Mike, again, was our star actor in the puppet plays we performed.  He was a master at improvising dialog for these fairy tales with political twists. For example, the wife, in The Fisherman and His Wife, wanted all things suburban and materialistic . . . which our hippie, beatnik traditions thought were the wrong emphasis, and Bluebeard was the monster who our young girls should avoid. Hippies loved our puppet show, Punch and Judy Meets Timothy Leary, which we took to Seattle and performed at the first Trips Festival. Read my book and find out more.  

Our radical activities attracted attention. Kay Kiso, a young woman who sang at the Null Set, was from Bremerton. She had a disturbing memory of the Minutemen. The Minutemen were an extreme anti-communist, paramilitary group in the United States founded in 1961, much like the Proud Boys or other militia groups operating now. Kay told us about an incident that has never left her consciousness. Right after her son was born, she came home from the hospital to find signs in her front yard saying, “Minutemen are watching you.” It was bizarre, but not for the times we were living in, a time when the right-wing John Birchers were active in the Northwest. I remember going to our local PTA meetings and on one side of the room sat the Birchers and on the other side sat the liberals. The Minutemen had been practicing in Shelton not long before this happened on Kay’s lawn. These men had probably tracked Kay’s movements as she traveled from coffeehouse to coffeehouse spreading ideas of freedom for Blacks, free love, and an end to the Vietnam War. Bonnie Gillis and I talked about it and agreed that Kay wasn’t just being paranoid. 

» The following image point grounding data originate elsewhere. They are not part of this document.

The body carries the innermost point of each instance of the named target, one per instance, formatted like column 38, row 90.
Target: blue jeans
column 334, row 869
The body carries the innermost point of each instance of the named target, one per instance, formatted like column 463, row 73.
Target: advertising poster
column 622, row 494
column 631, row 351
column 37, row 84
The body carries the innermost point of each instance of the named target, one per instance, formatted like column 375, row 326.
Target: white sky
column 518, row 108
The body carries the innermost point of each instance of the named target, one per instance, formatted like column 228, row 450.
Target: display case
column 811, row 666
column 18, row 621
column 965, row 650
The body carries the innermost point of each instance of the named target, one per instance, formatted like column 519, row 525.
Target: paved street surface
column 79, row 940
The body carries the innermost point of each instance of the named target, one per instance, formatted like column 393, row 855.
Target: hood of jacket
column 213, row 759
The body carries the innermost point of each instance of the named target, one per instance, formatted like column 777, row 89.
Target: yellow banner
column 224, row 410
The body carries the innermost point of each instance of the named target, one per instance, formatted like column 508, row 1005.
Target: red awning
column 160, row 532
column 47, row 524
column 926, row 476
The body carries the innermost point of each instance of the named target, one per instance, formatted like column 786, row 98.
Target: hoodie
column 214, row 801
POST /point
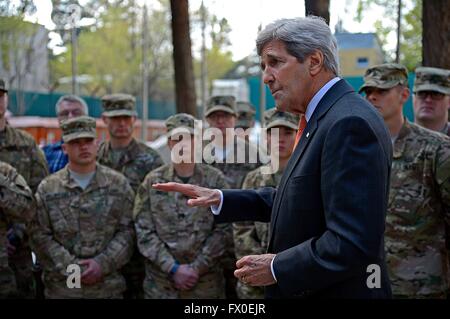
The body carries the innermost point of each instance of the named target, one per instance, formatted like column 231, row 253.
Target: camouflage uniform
column 419, row 203
column 74, row 224
column 135, row 162
column 19, row 149
column 438, row 80
column 433, row 79
column 234, row 174
column 16, row 204
column 419, row 208
column 169, row 231
column 252, row 238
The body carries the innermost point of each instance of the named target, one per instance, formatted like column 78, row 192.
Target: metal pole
column 74, row 61
column 399, row 23
column 262, row 91
column 204, row 74
column 75, row 15
column 145, row 75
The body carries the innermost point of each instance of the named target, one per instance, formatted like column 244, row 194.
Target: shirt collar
column 318, row 96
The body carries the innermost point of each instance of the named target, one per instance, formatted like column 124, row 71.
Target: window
column 362, row 63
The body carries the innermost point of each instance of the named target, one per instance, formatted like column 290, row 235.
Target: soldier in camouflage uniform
column 19, row 149
column 419, row 198
column 16, row 204
column 134, row 160
column 84, row 218
column 251, row 238
column 182, row 245
column 221, row 114
column 431, row 98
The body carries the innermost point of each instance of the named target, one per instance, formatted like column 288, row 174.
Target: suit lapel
column 329, row 99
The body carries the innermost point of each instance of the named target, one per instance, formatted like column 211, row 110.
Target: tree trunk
column 436, row 33
column 319, row 8
column 182, row 58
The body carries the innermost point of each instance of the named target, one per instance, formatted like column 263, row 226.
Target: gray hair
column 303, row 36
column 72, row 99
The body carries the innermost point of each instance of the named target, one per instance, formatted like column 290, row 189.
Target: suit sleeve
column 247, row 205
column 354, row 187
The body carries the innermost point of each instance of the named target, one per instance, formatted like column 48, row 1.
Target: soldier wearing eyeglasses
column 418, row 214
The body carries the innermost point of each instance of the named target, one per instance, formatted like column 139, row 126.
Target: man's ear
column 64, row 148
column 315, row 62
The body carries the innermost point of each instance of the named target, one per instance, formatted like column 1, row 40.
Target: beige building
column 357, row 52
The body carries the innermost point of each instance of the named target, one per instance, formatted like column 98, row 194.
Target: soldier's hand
column 93, row 272
column 200, row 196
column 185, row 278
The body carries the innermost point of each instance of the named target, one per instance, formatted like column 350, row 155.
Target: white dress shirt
column 312, row 105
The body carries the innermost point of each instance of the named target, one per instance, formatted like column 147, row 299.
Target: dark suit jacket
column 328, row 214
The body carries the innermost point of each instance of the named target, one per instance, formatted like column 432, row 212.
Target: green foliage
column 218, row 56
column 110, row 52
column 411, row 28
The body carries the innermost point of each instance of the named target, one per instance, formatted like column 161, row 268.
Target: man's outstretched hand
column 200, row 196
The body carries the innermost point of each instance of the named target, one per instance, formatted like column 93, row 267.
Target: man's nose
column 267, row 76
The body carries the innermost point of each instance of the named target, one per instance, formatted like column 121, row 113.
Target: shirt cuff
column 271, row 269
column 216, row 209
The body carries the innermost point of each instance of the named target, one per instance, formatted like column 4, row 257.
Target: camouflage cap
column 385, row 76
column 78, row 127
column 180, row 123
column 432, row 79
column 119, row 105
column 246, row 114
column 274, row 117
column 3, row 86
column 225, row 103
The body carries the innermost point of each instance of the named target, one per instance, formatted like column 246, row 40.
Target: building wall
column 348, row 60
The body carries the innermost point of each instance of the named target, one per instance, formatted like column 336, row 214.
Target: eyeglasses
column 220, row 115
column 436, row 96
column 74, row 113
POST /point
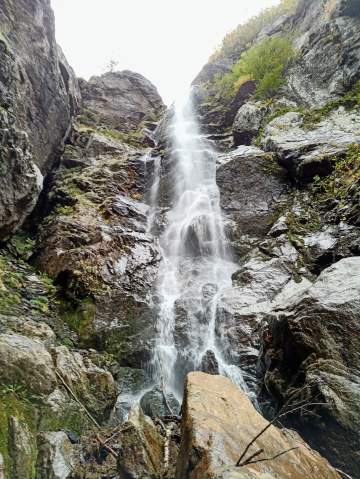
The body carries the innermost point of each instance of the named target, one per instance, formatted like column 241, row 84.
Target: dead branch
column 68, row 388
column 282, row 412
column 162, row 385
column 105, row 446
column 273, row 457
column 343, row 473
column 257, row 453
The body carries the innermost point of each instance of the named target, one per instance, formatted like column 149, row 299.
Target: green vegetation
column 265, row 63
column 236, row 41
column 350, row 100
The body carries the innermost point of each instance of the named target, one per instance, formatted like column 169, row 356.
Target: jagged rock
column 328, row 43
column 153, row 403
column 306, row 153
column 37, row 86
column 314, row 341
column 219, row 421
column 28, row 362
column 140, row 454
column 248, row 121
column 21, row 449
column 56, row 456
column 252, row 187
column 94, row 386
column 20, row 179
column 121, row 100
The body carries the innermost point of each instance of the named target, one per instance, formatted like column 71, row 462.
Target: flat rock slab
column 219, row 421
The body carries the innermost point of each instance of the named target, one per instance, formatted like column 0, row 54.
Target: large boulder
column 313, row 344
column 306, row 152
column 27, row 362
column 141, row 448
column 219, row 422
column 121, row 100
column 248, row 121
column 252, row 188
column 38, row 96
column 37, row 86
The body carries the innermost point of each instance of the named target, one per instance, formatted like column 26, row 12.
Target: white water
column 196, row 265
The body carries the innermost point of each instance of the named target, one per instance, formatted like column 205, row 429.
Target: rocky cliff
column 79, row 257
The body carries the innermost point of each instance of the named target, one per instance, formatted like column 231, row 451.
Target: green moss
column 349, row 101
column 14, row 403
column 23, row 245
column 79, row 315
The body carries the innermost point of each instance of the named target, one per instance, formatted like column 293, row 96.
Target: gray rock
column 247, row 122
column 141, row 448
column 22, row 449
column 27, row 362
column 121, row 100
column 328, row 51
column 37, row 86
column 306, row 153
column 20, row 179
column 153, row 403
column 56, row 456
column 313, row 341
column 252, row 187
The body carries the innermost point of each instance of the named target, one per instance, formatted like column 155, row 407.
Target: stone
column 140, row 452
column 306, row 153
column 313, row 342
column 252, row 187
column 153, row 403
column 121, row 100
column 37, row 86
column 27, row 362
column 94, row 386
column 219, row 421
column 56, row 456
column 248, row 121
column 22, row 449
column 18, row 191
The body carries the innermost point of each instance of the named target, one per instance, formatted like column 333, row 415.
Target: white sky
column 168, row 41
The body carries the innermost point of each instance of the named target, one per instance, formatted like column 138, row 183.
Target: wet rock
column 20, row 180
column 314, row 342
column 248, row 121
column 121, row 100
column 94, row 386
column 306, row 153
column 28, row 362
column 141, row 448
column 130, row 383
column 153, row 403
column 209, row 363
column 56, row 456
column 252, row 187
column 22, row 448
column 219, row 421
column 37, row 86
column 324, row 68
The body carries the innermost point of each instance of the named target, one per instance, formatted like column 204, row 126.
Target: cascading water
column 196, row 265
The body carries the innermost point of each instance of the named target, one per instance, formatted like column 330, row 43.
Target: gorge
column 180, row 287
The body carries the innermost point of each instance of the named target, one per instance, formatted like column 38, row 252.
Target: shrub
column 265, row 63
column 235, row 42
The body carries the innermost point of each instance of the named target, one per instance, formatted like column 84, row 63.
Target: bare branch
column 273, row 457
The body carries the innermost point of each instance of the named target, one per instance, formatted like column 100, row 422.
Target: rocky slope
column 77, row 323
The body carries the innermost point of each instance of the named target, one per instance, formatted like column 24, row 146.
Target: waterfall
column 196, row 265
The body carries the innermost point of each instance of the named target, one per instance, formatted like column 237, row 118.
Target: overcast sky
column 168, row 41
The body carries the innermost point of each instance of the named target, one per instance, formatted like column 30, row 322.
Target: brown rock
column 219, row 421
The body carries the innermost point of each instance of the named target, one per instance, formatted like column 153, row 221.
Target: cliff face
column 293, row 213
column 77, row 319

Barefoot John, who sang at our coffeehouse, wrote a song at that time about red-baiting: “Reds, Reds, Reds were meant to bait . . . The Birchers and the Minutemen . . . Took off in hot pursuit . . .” I know an FBI informant visited the coffeehouse now and then, to check out who was there and how much pot was being smoked (outside on the doorstep and in the basement). I think they were also checking out whether harder drugs were circulating.